Are you one of the early pioneers in buying electric vehicles? In Q3 2022 in the US, 6% of new car sales were all-electric models. Despite all the hype and hefty purchase subsidies to support battery cars, today only 1% of the cumulative number of vehicles in operation in the U.S. are purely plug-in electric. It’s not too much. One reason electric vehicle sales have not completely outstripped conventional vehicle sales is the lack of widely available fast-charging infrastructure. Consumer research highlights the fear of running low on battery and not being near fast charging stations as the main barriers to adoption. Auto market analysts call this concern “range anxiety.” Oddly enough, the semiconductor market has its own set of concerns.
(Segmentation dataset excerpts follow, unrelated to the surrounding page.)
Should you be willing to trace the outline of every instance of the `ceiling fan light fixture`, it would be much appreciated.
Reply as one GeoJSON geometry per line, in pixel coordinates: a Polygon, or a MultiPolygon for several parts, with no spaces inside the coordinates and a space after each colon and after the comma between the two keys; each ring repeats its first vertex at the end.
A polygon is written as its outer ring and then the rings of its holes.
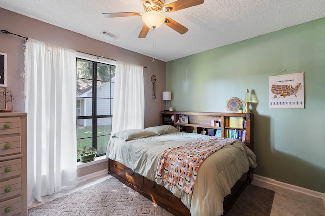
{"type": "Polygon", "coordinates": [[[158,28],[165,21],[165,17],[161,13],[151,11],[142,15],[142,21],[148,27],[152,29],[158,28]]]}

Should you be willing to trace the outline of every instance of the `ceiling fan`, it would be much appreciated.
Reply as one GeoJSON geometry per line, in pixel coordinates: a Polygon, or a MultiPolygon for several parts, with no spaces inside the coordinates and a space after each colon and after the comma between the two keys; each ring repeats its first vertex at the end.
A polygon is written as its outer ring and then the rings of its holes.
{"type": "Polygon", "coordinates": [[[142,21],[145,24],[138,37],[139,38],[145,38],[150,28],[155,29],[162,23],[180,34],[184,34],[188,31],[188,29],[170,18],[165,17],[161,12],[173,12],[200,5],[204,2],[204,0],[177,0],[165,5],[164,0],[142,0],[143,8],[146,11],[144,14],[141,12],[118,12],[103,13],[102,15],[105,18],[142,16],[142,21]]]}

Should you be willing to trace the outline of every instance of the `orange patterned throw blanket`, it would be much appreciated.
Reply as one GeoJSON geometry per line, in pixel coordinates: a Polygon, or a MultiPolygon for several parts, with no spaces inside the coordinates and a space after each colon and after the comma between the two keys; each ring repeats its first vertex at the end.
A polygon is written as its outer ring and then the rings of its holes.
{"type": "Polygon", "coordinates": [[[191,195],[198,169],[204,159],[237,141],[210,137],[167,149],[160,159],[156,176],[191,195]]]}

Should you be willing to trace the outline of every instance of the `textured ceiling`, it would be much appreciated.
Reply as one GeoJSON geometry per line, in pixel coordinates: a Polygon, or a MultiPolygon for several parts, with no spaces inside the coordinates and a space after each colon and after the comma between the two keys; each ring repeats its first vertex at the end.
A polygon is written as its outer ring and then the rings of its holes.
{"type": "MultiPolygon", "coordinates": [[[[165,0],[165,4],[174,1],[165,0]]],[[[143,24],[141,17],[102,16],[105,12],[144,13],[141,0],[1,0],[0,7],[155,56],[154,30],[146,38],[138,38],[143,24]],[[102,35],[103,30],[118,37],[102,35]]],[[[165,25],[155,30],[157,58],[167,62],[325,17],[325,1],[205,0],[198,6],[163,13],[189,29],[183,35],[165,25]]]]}

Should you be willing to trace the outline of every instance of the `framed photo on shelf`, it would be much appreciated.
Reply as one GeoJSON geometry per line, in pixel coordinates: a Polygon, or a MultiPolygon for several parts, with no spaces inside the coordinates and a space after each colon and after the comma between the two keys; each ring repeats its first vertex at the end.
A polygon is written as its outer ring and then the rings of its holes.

Designers of advanced semiconductors for nearly every end-market are adopting and deploying machine learning (ML) processing capabilities in new silicon designs. System-on-chip (SoC) designers can deploy a combination of programmable cores (CPUs, GPUs, DSPs) and dedicated machine learning inference accelerators (NPUs) to run highly efficient solutions that run modern, state-of-the-art ML is trying to provide inference model.
However, the world of machine learning is changing rapidly. Innovative data scientists continue to discover and invent new techniques to improve the state of the art (SOTA). The benchmark ML networks currently used in 2023 to select intellectual property (IP) building blocks for new SoC designs did not exist 3-4 years ago. Silicon as it is currently designed will be in production in 2025 and 2026, at which point the SOTA model may not look like today’s state-of-the-art network. ML model changes occur in two ways. Different model topologies that rearrange known operators into deeper and more complex networks, and the creation of new basic ML operators. The former (rearrangement of building blocks) is not a difficult idea for SoC designers. But the latter (the new operator) poses a great deal of concern to chip designers. What if your current ML accelerator of choice in 2023 can’t support the new operators invented in 2026? It coined the terminology to explain the concern that current options may haunt chip designers in the future.
A typical architectural approach for today’s silicon solutions combines an NPU “accelerator” for machine learning with a fully programmable but much lower performing CPU, GPU, or DSP. Accelerators are typically wired to perform the most common ML operators (convolution, activation, pooling) as efficiently as possible. Some accelerators lack the ability to add new functionality as silicon becomes available. Others are in the form of microcoded command streams handwritten by IP vendors with limited flexibility. In both cases, the NPU vendor promises her SoC designer that, in the worst case, a companion CPU or DSP can run the newly emerging operator in what the IP vendor calls fallback mode. But a programmable CPU or DSP can be orders of magnitude slower than an NPU. Often two orders of magnitude slower. (After all, if CPUs were nearly as fast as NPUs, why do we need NPUs in the first place?) This is the source of my anxiety! will degrade overall system performance.
Running a new ML operator on a slow DSP or CPU is like plugging an extension cord into a 110V wall outlet to charge an EV. All an EV needs is an 800-volt fast charger that fills up the battery in 20 minutes. Not a low voltage, low amperage outlet that takes 18 hours to charge your car.
The answer to the EV range’s fears is ubiquitous and readily available fast chargers. SoC parallels: Operator anxiety can be eliminated by off-the-shelf processors that can run any operator with the performance efficiency of a dedicated NPU.
There is a cure for operator anxiety!
Quadric’s Chimera GPNPU – available in 1 TOPS, 4 TOPS, and 16 TOPS variants – is the anxiety-relieving solution you’ve been looking for. The Chimera GPNPU provides the matrix-optimized performance expected of an ML-optimized computing engine, while being fully programmable in C++ by software developers. New ML operators can be created and run as fast as the “native” operators created by Quadric engineers. With the Chimera core, whatever new forms of operators and graphs the future brings, there are no fallbacks or operator fears, only rapid execution.
Steve Roddy
(all posts)
Steve Roddy is the Chief Marketing Officer of Quadric.io. Previously, he was Vice President of Arm’s Machine Learning Group, and before that he was Vice President of the IP Licensing business at Tensilica (acquired by Cadence) and Amphion Semiconductor. He has also held product management roles at Synopsys, LSI Logic, and He AMCC.